Tutto ha origine dalla legge elettorale, quella votata dalla Camera e che avrebbe dovuto approdare al Senato. Come si ricorderà, la legge si è resa necessaria dopo che la Corte costituzionale ha abolito il Porcellum. Ma attenzione, la cancellazione del sistema non ha creato un vuoto, come spesso sbagliando si sostiene: ha di fatto ripristinato il proporzionale puro, sia a Montecitorio che a Palazzo Madama. Ne consegue che, se domani il Parlamento fosse sciolto, gli italiani sarebbero chiamati a scegliere senza che nessun premio di maggioranza possa favorire l’uno o l’altro partito, come invece è successo nelle ultime elezioni che hanno visto vincere, ma solo alla Camera, il Pd. Risultato, se si votasse domani, molto probabilmente nessun partito avrebbe la maggioranza, ma anzi, al contrario, ogni partitino avrebbe diritto di rappresentanza, anche il più piccolo. Ovviamente sarebbe il caos, ma anche la morte di Renzi, il quale probabilmente trionferebbe, conquistando un successo personale, ma senza avere i numeri per governare.

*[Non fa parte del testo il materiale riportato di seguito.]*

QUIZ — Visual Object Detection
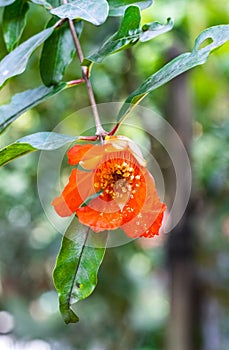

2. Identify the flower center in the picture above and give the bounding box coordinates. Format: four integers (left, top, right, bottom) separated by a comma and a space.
94, 159, 141, 207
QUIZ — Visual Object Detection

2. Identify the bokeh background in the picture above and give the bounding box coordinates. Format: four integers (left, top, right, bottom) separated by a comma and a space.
0, 0, 229, 350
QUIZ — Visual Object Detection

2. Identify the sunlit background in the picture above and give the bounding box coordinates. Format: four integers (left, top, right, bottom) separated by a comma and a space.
0, 0, 229, 350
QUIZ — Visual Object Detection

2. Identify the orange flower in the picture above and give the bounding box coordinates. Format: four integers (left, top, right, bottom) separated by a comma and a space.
52, 136, 166, 238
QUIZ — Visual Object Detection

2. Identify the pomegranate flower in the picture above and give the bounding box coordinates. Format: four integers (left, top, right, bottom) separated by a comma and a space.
52, 136, 166, 238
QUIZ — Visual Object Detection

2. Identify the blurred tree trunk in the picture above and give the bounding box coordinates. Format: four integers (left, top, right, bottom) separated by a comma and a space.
165, 49, 200, 350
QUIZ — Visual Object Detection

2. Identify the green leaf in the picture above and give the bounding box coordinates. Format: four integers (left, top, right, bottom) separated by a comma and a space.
140, 18, 173, 42
50, 0, 108, 25
0, 131, 77, 166
117, 25, 229, 123
53, 218, 106, 323
0, 27, 54, 86
108, 0, 153, 16
0, 83, 67, 133
40, 18, 82, 86
0, 0, 16, 7
82, 6, 173, 66
83, 6, 141, 65
30, 0, 52, 10
2, 0, 29, 51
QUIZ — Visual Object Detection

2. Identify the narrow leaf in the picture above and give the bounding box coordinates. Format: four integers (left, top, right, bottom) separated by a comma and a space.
140, 18, 173, 42
0, 0, 16, 7
40, 18, 82, 86
82, 6, 173, 66
50, 0, 108, 25
83, 6, 141, 65
53, 218, 106, 323
0, 83, 67, 133
0, 132, 77, 166
2, 0, 29, 51
108, 0, 153, 16
30, 0, 52, 10
117, 25, 229, 123
0, 27, 54, 86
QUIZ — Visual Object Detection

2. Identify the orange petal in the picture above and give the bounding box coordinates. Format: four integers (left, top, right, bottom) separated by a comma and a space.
67, 143, 94, 165
77, 198, 122, 232
52, 169, 91, 217
121, 170, 166, 237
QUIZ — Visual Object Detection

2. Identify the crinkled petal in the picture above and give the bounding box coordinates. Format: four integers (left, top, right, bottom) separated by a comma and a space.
76, 198, 122, 232
67, 143, 94, 165
52, 169, 91, 217
121, 169, 166, 238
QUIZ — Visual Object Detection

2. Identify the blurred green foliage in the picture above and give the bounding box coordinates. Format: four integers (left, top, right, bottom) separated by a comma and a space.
0, 0, 229, 350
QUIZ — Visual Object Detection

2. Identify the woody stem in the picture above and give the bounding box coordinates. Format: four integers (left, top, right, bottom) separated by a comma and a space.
62, 4, 107, 140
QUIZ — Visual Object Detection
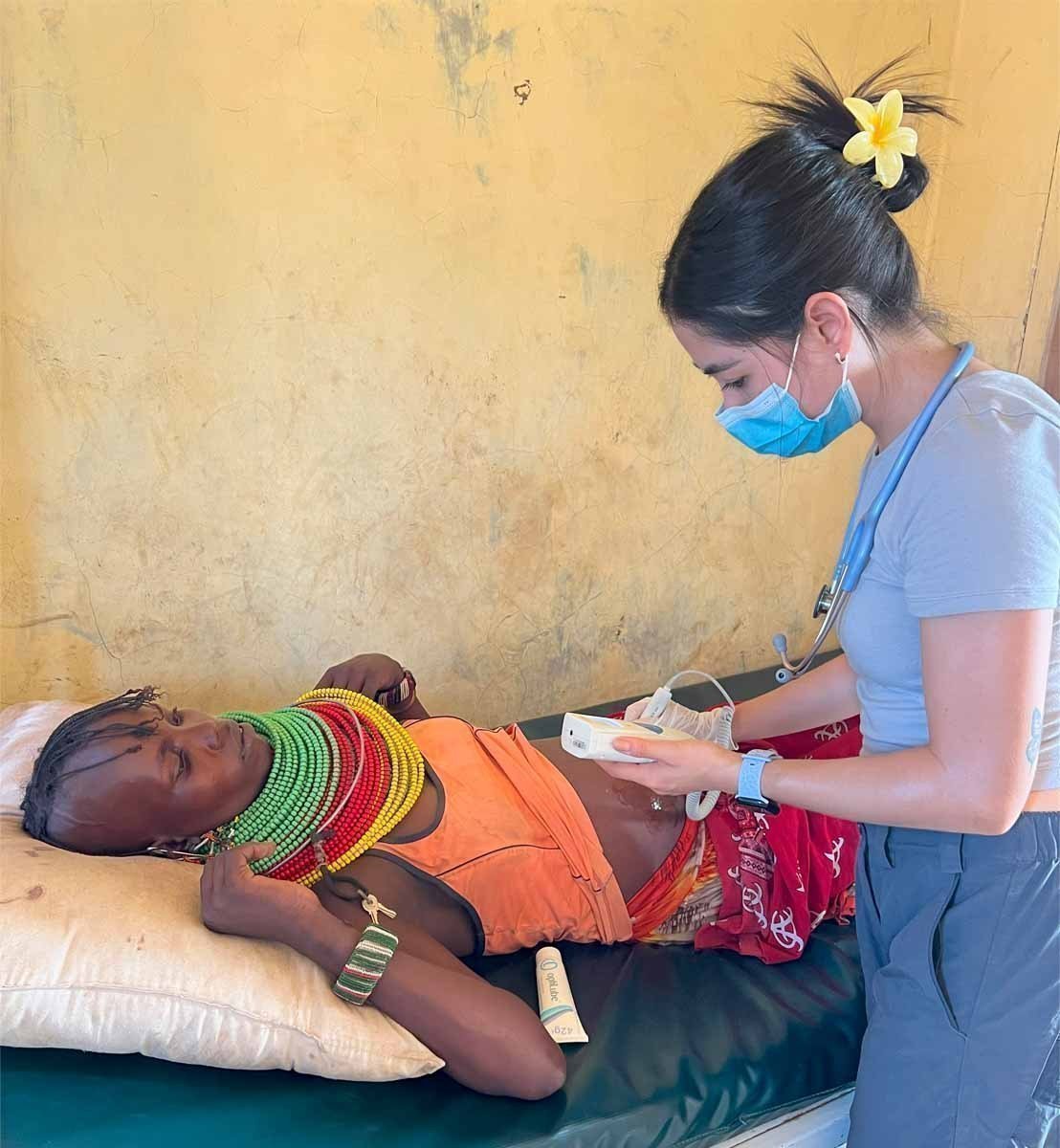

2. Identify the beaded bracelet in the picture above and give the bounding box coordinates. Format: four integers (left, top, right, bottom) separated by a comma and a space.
332, 925, 397, 1004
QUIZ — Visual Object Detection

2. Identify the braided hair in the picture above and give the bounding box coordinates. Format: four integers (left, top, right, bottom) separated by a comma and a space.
21, 685, 159, 849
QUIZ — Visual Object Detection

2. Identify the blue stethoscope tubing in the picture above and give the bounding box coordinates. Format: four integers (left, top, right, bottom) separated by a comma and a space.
773, 343, 975, 685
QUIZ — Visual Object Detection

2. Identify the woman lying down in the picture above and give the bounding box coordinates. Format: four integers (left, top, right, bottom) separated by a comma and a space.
22, 654, 849, 1098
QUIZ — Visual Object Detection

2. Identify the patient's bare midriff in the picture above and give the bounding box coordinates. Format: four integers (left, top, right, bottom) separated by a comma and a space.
534, 737, 684, 901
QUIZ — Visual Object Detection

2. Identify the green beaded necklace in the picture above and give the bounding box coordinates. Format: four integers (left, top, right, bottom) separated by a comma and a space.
204, 706, 339, 872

Tutto ciò per dire che quando l’ex sindaco minaccia le elezioni nel caso in cui il Parlamento non voti l’abolizione del Senato da lui voluta, agita una pistola scarica. Lui per primo, infatti, sa che, stanti le condizioni attuali, il voto non risolverebbe nulla, anzi, in certi casi rafforzerebbe i suoi nemici, ovvero la vecchia guardia del Pd, in quanto con il precedente sistema elettorale i parlamentari sarebbero eletti in base alle preferenze e dunque i signori delle tessere potrebbero vincere senza che Renzi possa far nulla per impedirlo.
L’errore del presidente del Consiglio è stato proprio quello di non cambiare subito la legge elettorale. Come ricorderete, all’inizio, quando il neosegretario del Pd decise di fare l’accordo per le riforme con Silvio Berlusconi, il sistema per votare era considerato la priorità delle priorità e nessuno ancora aveva affrontato il tema dell’abolizione del Senato. Certo, cancellare Palazzo Madama restava un progetto del premier, ma l’agenda di Renzi prevedeva altro. A costringere il Rottamatore a rottamare la sua stessa legge è stato il suo partito, che ha voluto anticipare la questione del bicameralismo perfetto, rinviando l’approvazione della legge elettorale.
Così ora il premier si trova in mezzo al guado, anzi nel pantano: non ha portato a termine l’approvazione definitiva delle norme che regolano la scelta dei parlamentari, ma intanto ha puntato tutte le sue carte elettorali, in vista del voto per le Europee, sulla cancellazione di Province e Senato e sugli 80 euro in busta paga. E però, se con la legge elettorale poteva sempre minacciare i riottosi di mandarli a casa e di non farli tornare mai più, adesso la minaccia è spuntata e i gattopardi del Pd, alleati con quelli di altri partiti, potrebbero metterlo con le spalle al muro.
Insomma, in vista delle elezioni Renzi si è giocato tutto ma rischia anche di perdere tutto. Ce la farà? Difficile rispondere, anche perché ha contro gli intellettuali di complemento, quel blocco reazionario che in nome dell’antifascismo ha sempre impedito ogni cosa. Soprattutto di voltare pagina.